New Reasons

Wicked

Seven Yrs Later are stories on change, in dialogue with Seven Yrs Ago.

               It started in Harris. An auditorium of faded teal and white, it set the stage for infinite lessons memorized, but not learned, except for wicked problems. Wicked problems are conundrums so massive and elaborate that they require iteration upon iteration for each approach, so the stakes are endless, and so was a 10am class. Heads dipped and posed as we were reinformed of the revelations of the Northridge earthquake and the many methods of passive cooling (open your windows). Lectures on sound and lighting did scintillate, but they were manacles from finishing before studio, so some of us skipped a talk or ten, or casually raced out before the end, because, again—endless.

               You moved through the courtyard, a small miracle of intention, as faculty crossed and students collected for morning smokes and midnight vending machine English Toffee. Vice in hand, you passed the inscrutable “art” school and descended to the basement for the real work. Behind pink double doors, Watt Hall represented architecture school in a truthful way. The open floor was game for disheveled rearrangement and the darkness covered a nocturnal populace by protecting their right to nap. Programs were dictated, but even when studio was pulled out of focus, Watt reiterated that you could extend far and deep with a design education. The evidence was in the library next door where I’d exploit the free Photoshop and sneak hi’s to the ginger behind the desk. I’d slip into the loft and draw Serpentine Pavilions and Issey Miyake pleats to reverse engineer the tectonics of first year.

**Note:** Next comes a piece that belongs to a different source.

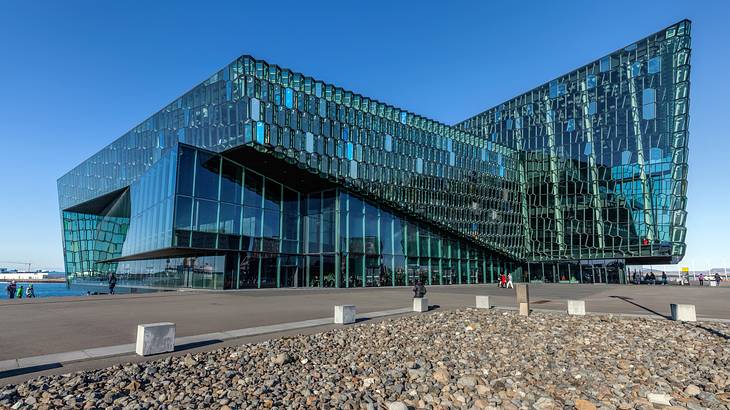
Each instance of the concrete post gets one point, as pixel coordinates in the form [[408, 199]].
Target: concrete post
[[154, 338], [523, 298], [420, 304], [683, 313], [344, 314], [483, 302], [577, 307]]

               Studio was established by a door in the dungeon, beautiful, but incomprehensible, instructors, and manically good TAs. My Catmates and I braved bus times across the county and strung multicolor lights at Christmas. We went all night, going in circulations, pushing it to the maxi-cure until it was x-actoly right. A sunrise signaled an omelet break at Parkside, the swanky dorm they tricked you into living in with everyone you already know. Creating tens of drawings and models a week, we were gods in the making; the eye bags made solid mortal masks. But even gods need fresh air, so we dug up to the second floor of Harris, second year.

               The walls were the canvas for odorous experiments and stretched the gap to lifesaving laser cutting and the woodshop where you had to go with the grain. 4am remained the hour for next best ideas such as starting your first rendering or gluing scraps from the floor to an egg crate. The oohs and aahs over my chipboard cladding verified the hunch that design is a decision and art is an accident. Making it to third year and back to Watt rewarded you now with light. While the undergrad studios abided grimy with toil, Upper and Lower Rosendin let the hot shine in. The galleries shimmered with the maturing confidence of a masterclass, but some points do vanish in the horizon. Drifting too high, I laid down my wings and walked not with a bye, but a whisper. Accidents awaited. Years continued till Founders Park awarded degrees that diverged on the ceremonial grass.

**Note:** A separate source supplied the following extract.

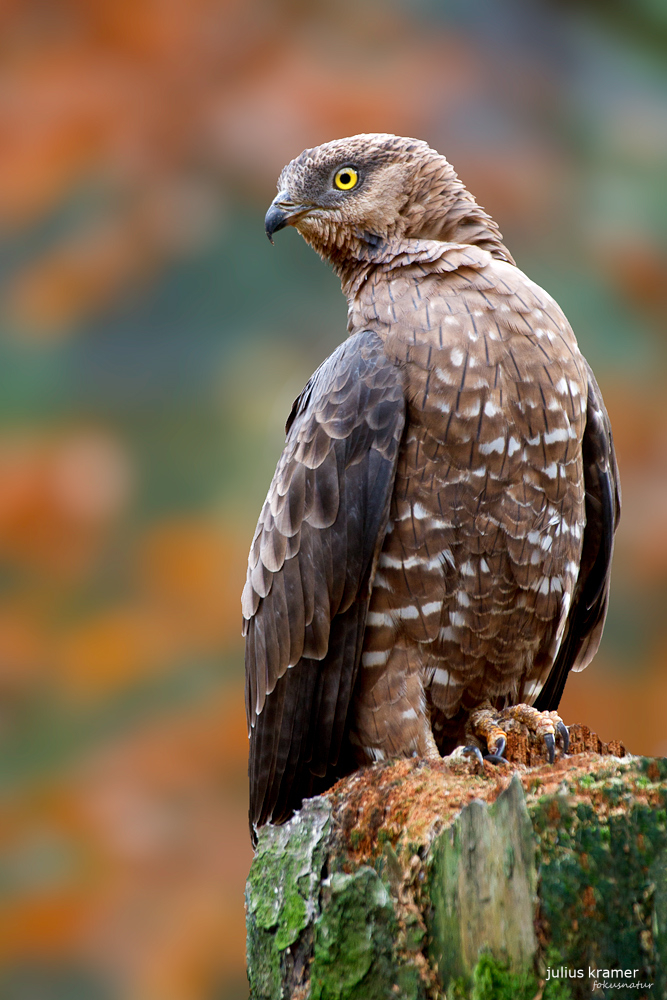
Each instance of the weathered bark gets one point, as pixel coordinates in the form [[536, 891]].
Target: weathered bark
[[417, 881]]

               Refeeling the blades and feathers, I take this tour because as someone in the pursuit of another happiness, I’d like to think the stops I made empowered wicked purpose. There was my predilection for perfection and my irrepressible internal clock which architecture school wound up nicely. I dared, then did, what my younger self couldn’t dream of, and while I never fantasized about fabrication, I kept the finesse to make what I want materialize. If we are though to discuss plans manmade, I have to show you our city.

               For all its determination to keep you inside, architecture school urged you as much to take off. The Walt Disney Concert Hall swooped and scooped you; the Schindler House sat in repose as you waded in. The Getty sent the help to pick you up but told them to take their time since the journey is important, but the destination is audacious. You were not just a guest, but a steward of insight because you were trained to see. Then the Starline slows for Frank’s Place (no flash photography please), then at last, drops you in line for the plotter.

               Between 7am and 1:59pm, the collective consciousness clumped to ensure that all you worked for would come out. There were somehow extra hands for pin-up and hoisting fragile 2-ply, the same hands that poured you drinks in Harris Courtyard because no one Balls like drunk workaholics. Chianti, sake, sangria, we went abroad for the good stuff—the privilege to survey continents, a vacation version of how it really was to move over borders and seas. Los Angeles was the first city I was unfettered by preconceptions, where I could be punky, persnickety me. When I met other individuals as committed, talented, and kind, it meant more than the world to me. It meant home. And I’ve been invited to innumerable places since, for every person houses a community, but I speculate about my original now: the go-getters hustling towards licensure, the litterateurs pushing through grad school, the fellow expats justifying the grind, and anyone else doing what won’t be categorized. Boxes need to be broken.

               I didn’t say bye then because I didn’t know how, and it seems I still don’t, because a part of me never left that light. When it fell and flooded Blue Tape, I followed it to every corner, to every point of pride it instilled. So to USC Architecture: hey again, and thanks. It started with you.